Nilo Soares Ferreira - Meu Pai Poeta

NILO SOARES FERREIRA

MEU PAI POETA

A melhor forma através da qual posso tentar a homenagem ao meu pai, o Poeta Nilo Soares Ferreira, é esta de cantar seus versos e, entre tantos por ele deixados, especialmente aqueles  nos quais as suas inspirações jorraram em Poesia intimamente ligada à sua gente e à terra que o acolheu ao nascer... a histórica Itanhaém.

Encontro, numa crônica de meu pai datada de 11.03.1937, portanto 10 anos antes do nascimento desta sua filha,  quem sabe, a forma simples de como gostaria, o Poeta, fosse iniciada a biografia da sua curta, porém, fecunda vida:

"Filho da lendária e vetusta Itanhaém, cidade praieira que tem o seu sonho de tradição embalado nos sussurros do oceano quando espreguiça a cabeleira de salsugem na pele fofa das praias morenas. Nascido entre aquela gente, pacata e despreocupada, que não se impressiona, ainda mesmo que o vento sul esporeie de rijo o lombo rajado das ondas fazendo o monstro marinho, altivo e impetuoso, espadanar-se agressivo nos costões eriçados do Taquanduva, urrando espumejante... Nascido naquele histórico rincão que emprestou a magia inspiradora aos poemas sentimentais de Vicente de Carvalho e ao enamorado pincel de Benedicto Calixto..."

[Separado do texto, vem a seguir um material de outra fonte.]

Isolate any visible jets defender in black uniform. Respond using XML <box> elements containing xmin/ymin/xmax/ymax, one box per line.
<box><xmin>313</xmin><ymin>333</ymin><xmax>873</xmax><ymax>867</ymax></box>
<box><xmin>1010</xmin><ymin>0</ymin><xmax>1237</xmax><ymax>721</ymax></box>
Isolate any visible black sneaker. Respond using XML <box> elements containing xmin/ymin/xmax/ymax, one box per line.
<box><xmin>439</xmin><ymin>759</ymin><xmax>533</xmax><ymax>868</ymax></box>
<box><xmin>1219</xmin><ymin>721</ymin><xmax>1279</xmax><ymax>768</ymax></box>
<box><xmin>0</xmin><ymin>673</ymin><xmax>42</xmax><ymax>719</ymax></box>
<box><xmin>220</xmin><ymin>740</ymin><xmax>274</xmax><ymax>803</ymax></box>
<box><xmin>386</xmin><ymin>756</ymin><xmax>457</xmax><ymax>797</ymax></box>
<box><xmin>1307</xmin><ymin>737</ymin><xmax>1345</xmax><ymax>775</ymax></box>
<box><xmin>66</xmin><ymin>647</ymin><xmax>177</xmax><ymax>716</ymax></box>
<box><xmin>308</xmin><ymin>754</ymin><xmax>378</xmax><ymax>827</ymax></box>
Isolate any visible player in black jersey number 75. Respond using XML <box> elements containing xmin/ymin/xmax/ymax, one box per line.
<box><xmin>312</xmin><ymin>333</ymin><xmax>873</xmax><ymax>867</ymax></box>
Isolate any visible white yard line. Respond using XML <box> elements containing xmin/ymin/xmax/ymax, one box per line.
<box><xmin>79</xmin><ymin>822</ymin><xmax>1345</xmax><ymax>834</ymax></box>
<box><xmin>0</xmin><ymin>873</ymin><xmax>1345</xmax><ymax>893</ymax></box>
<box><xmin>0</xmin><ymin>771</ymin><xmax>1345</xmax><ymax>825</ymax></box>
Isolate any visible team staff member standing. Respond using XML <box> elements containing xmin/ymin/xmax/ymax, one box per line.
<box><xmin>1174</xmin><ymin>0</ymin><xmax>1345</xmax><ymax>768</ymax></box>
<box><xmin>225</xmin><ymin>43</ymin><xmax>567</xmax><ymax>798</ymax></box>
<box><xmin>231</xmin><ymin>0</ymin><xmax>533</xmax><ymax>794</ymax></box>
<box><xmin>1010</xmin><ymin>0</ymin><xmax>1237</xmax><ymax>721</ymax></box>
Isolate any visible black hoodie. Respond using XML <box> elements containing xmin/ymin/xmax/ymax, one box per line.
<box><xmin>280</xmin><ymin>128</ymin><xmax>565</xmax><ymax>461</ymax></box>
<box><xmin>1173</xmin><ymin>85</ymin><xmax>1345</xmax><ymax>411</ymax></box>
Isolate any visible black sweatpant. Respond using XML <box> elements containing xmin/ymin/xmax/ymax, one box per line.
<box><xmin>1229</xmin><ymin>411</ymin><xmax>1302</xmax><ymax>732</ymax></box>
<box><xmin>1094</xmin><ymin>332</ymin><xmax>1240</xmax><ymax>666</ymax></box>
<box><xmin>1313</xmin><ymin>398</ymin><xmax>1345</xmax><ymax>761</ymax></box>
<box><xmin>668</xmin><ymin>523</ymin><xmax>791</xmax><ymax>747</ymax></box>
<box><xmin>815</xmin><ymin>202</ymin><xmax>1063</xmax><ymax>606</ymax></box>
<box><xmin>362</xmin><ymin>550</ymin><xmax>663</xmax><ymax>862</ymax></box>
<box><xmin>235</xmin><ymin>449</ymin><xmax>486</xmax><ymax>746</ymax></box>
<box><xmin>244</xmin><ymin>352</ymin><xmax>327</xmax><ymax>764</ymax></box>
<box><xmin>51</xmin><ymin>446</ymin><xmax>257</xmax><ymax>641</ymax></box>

Em Itanhaém voltava à infância, dispensava o permanente terno, gravata e camisa sempre branca da semana para, de calças de flanela, camisa surrada e alpargatas, reencontrar-se consigo mesmo... Fui sua companheira permanente de pescarias. Mas momentos havia em que se recolhia a passear sozinho pela praia da nossa rua 
"A rua, tendo ao fundo, o velho mar..." nessa rua  o refúgio do Poeta  e ao fundo, no seu tempo, o jundú onde sentava solitário e versejava, hoje a Praça que a cidade, merecidamente, com seu nome reverencia o filho poeta.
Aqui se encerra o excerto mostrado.